Every year mobility departments field this question. This year, however, a larger number of transferees are reaching out to their employers as they compare their 2018 filings with previous ones.
They’re wondering why their tax refund wasn’t larger or, worse yet, why they owe money.
The assumed cause? Their relocation expenses were not grossed up sufficiently.
While this may be true in some cases, it is more likely that tax reform played a significant role. In fact, as the filing season came to an end, the IRS announced that the average refund was down by roughly 2%.
When tax reform was implemented, many people experienced:
- Small increases in take-home pay
- Smaller withholding amounts deducted from pay
- W-4s that were not updated to reflect all tax changes
These factors affected the tax situations of many, not just relocating employees. Transferees should also consider the following, which may not be linked to relocation:
- Capital gains on the sale of investments
- Changes in spousal income (if filing jointly)
- Changes in deductions
- Under withholding on regular income
If none of the above information explains a transferee’s tax situation, the employer may conduct a gross-up audit to determine if additional money is owed to the employee.

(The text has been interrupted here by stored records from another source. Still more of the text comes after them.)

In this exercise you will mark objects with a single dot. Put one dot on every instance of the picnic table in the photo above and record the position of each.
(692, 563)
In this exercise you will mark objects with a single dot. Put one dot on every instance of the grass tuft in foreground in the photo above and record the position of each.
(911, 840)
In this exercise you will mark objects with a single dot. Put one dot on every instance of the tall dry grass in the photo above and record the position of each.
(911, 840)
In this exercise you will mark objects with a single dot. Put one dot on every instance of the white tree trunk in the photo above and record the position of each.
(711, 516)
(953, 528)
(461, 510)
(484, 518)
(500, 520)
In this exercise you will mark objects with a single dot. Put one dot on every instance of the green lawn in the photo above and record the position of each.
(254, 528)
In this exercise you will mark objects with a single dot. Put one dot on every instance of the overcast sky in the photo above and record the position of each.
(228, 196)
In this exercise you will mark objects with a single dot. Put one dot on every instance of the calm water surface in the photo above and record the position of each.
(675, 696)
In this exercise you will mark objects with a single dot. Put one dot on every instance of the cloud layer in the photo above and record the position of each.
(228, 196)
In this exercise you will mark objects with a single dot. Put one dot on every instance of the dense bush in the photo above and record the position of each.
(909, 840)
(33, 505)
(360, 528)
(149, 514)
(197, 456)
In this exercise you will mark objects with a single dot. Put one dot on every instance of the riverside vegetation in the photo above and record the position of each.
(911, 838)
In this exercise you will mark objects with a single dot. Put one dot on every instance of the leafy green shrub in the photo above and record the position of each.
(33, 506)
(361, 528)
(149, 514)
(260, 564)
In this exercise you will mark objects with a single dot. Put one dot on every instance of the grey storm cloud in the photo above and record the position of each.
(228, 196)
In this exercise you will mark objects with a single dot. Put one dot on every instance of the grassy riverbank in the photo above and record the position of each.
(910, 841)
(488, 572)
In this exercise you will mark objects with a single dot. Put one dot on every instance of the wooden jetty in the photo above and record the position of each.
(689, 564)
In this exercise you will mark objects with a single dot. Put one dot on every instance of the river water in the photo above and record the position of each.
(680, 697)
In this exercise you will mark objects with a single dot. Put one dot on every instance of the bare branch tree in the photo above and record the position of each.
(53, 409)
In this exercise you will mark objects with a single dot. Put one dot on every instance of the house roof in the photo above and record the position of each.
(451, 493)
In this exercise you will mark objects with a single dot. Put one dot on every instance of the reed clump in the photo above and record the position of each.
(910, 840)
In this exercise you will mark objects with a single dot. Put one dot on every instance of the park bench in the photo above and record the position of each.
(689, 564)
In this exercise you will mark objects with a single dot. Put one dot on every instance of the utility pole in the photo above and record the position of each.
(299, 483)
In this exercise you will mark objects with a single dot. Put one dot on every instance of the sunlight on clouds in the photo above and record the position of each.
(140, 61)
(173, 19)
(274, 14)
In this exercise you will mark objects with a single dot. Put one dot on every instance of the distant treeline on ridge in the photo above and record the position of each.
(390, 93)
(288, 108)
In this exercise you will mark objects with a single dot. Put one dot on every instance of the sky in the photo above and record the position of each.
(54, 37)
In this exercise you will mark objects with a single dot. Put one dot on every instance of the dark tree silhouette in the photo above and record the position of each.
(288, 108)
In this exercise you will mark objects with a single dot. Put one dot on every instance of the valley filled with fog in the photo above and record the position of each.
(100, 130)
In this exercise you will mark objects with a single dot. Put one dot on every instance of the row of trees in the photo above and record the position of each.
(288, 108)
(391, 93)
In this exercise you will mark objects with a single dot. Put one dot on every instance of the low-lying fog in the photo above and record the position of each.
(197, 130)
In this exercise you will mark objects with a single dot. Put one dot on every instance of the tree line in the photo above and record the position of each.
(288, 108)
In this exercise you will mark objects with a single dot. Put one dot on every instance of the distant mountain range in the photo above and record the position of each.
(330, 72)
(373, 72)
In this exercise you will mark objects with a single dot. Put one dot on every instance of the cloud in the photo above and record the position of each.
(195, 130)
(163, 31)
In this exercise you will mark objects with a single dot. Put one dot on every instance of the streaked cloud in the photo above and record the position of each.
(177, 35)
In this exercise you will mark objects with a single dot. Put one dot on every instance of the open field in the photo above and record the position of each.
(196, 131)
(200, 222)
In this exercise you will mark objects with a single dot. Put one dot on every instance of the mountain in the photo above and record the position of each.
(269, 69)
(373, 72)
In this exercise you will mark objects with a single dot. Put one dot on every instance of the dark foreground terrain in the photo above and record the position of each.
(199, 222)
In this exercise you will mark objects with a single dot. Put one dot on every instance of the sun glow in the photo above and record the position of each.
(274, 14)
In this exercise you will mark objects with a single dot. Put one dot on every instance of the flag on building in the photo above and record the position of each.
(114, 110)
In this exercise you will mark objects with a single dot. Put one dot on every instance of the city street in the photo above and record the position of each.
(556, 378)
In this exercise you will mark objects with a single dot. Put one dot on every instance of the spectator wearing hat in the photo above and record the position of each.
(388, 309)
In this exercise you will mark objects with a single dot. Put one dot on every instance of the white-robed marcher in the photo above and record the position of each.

Regardless, it’s important to educate all employees about tax reform and what factors determine the type of refund – or tax bill – a staff member receives. For all employees, the IRS recommends using its online tax withholding estimator for a “paycheck checkup.” This tool will help ensure the right amount of tax is withheld.
By providing employees with accurate information and tools, you can stave off questions and – most importantly – help staff members avoid tax-related surprises.